Okay so far, even if it’s hardly the greatest premise in the world. But when Joanna’s aunt Ramona (Sigourney Weaver) shows up—a rich, sophisticated hotelier—she turns out to be Gail’s onetime BFF in high school, though they had a terrible tiff at senior prom and haven’t spoken since.
What follows is a double track farce. On one track, Marni aims to unmask Joanna for the nasty person she is and thereby derail her brother’s plan to marry her. On the other, plain mom Gail tries to compete with the now smooth, confident and voluptuous Ramona. Both of these plot lines are supposed to be hilarious, but they’re filled with such lame confrontations, clumsy slapstick and idiotic twists that they’re crushingly annoying rather than amusing.
That’s not the end of the coincidences, either. At the very end yet another “surprising” old rivalry emerges between Marni’s “delightfully” horny grandmother (inevitably these days, Betty White) and her old rival played by Cloris Leachman—a concluding capper that’s more like the last nail in the coffin. And that’s not even considering the further thread involving nutbag Tim (Kyle Bornheimer), an old college flame of Joanna’s, still carrying the torch for her, whom the wedding party just happens to bump into on the street! (Of course, he also proves to be the assistant to the couple’s supposedly famous wedding planner, played by Kristin Chenoweth).
This brainless folderol—laboriously plotted and festooned with repartee of the most witless sort imaginable—is directed with a sledgehammer by Andy Fickman, who italicizes every lousy joke and moronic gag (including at one point a monumentally awful musical number) as though it were comic gold. And he extracts horrendous performances from everyone. Bornheimer is in a class by himself as the obnoxious stalker, but in their much larger roles both Bell and Curtis completely embarrass themselves with their grotesque mugging, and Weaver and Yustman aren’t far behind. By contrast the men of the house (and the cute guy who’s Marni’s obvious intended, played by Sean Wing) are utterly bland and forgettable, except for Billy Unger as Marni’s pro forma precocious younger brother Ben, who’s just irritating. As for White and Chenoweth, they merely do their usual shtick to ever diminishing returns. I know that White has achieved the status of a national icon, but her recent turns suggest that her feisty old lady act is getting really tired. There are also cameos by Dwayne Johnson and Patrick Duffy that add nothing of consequence.
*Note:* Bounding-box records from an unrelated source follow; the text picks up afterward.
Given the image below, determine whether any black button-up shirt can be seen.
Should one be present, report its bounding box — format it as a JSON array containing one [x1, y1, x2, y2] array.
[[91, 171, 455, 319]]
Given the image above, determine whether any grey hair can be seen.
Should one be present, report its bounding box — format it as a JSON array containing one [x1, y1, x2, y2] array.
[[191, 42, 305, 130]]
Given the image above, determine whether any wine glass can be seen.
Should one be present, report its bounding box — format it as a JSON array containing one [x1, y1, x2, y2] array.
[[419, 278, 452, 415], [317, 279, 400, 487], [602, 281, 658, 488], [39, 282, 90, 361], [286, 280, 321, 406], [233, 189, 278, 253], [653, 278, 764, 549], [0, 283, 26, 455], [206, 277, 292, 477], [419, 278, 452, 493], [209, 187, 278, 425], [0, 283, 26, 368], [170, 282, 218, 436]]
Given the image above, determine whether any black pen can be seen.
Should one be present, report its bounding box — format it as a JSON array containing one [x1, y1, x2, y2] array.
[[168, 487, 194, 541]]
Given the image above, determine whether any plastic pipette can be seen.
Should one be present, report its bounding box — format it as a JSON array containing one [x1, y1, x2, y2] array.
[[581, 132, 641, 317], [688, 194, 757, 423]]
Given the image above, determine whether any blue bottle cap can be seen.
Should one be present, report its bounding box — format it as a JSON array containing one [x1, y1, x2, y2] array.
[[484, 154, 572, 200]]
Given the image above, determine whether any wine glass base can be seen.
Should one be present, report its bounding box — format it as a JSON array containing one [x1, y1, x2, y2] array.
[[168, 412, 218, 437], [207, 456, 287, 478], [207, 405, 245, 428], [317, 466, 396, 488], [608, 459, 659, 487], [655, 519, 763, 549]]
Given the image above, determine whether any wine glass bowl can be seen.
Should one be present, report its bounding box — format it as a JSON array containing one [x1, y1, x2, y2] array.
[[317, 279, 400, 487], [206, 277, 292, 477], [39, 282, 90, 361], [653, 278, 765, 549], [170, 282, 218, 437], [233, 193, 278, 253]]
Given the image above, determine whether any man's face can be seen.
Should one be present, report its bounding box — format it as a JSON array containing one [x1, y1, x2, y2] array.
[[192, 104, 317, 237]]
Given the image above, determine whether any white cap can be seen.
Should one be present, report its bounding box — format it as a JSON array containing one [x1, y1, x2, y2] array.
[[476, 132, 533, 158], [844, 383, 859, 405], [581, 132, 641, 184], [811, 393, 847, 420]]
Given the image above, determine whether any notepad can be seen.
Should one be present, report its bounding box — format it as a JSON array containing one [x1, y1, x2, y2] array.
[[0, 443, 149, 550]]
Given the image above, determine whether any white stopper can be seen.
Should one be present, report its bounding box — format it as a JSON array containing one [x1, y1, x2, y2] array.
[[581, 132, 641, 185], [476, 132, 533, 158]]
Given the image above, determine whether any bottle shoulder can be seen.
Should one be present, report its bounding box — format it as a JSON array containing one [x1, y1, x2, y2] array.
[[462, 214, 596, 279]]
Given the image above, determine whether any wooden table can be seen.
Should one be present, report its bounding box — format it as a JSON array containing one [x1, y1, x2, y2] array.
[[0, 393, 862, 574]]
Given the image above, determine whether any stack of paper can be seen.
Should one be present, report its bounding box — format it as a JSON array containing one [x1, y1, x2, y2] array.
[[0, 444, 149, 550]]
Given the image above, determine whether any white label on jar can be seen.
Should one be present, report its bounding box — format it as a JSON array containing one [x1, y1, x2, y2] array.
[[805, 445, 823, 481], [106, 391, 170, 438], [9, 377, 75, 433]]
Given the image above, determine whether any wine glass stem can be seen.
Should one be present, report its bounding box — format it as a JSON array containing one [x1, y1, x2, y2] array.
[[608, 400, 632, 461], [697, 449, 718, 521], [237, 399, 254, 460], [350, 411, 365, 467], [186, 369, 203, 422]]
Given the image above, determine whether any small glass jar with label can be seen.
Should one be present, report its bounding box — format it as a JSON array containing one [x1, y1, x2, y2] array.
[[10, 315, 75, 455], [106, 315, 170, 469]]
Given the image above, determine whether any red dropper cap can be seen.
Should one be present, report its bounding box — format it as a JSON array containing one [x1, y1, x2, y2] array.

The picture doesn’t even look good. It’s garish and chintzy, and in some early sequences David Hennings’ camerawork is so jerky that you’d swear the Blair Witch might pop up. Add to that Nathan Wang’s excruciatingly bubbly score, which lets no point pass unemphasized, and get a completely dire package.
“You Again” closes with a slew of apologies among the characters. But the one that’s really needed is from the filmmakers to the audience.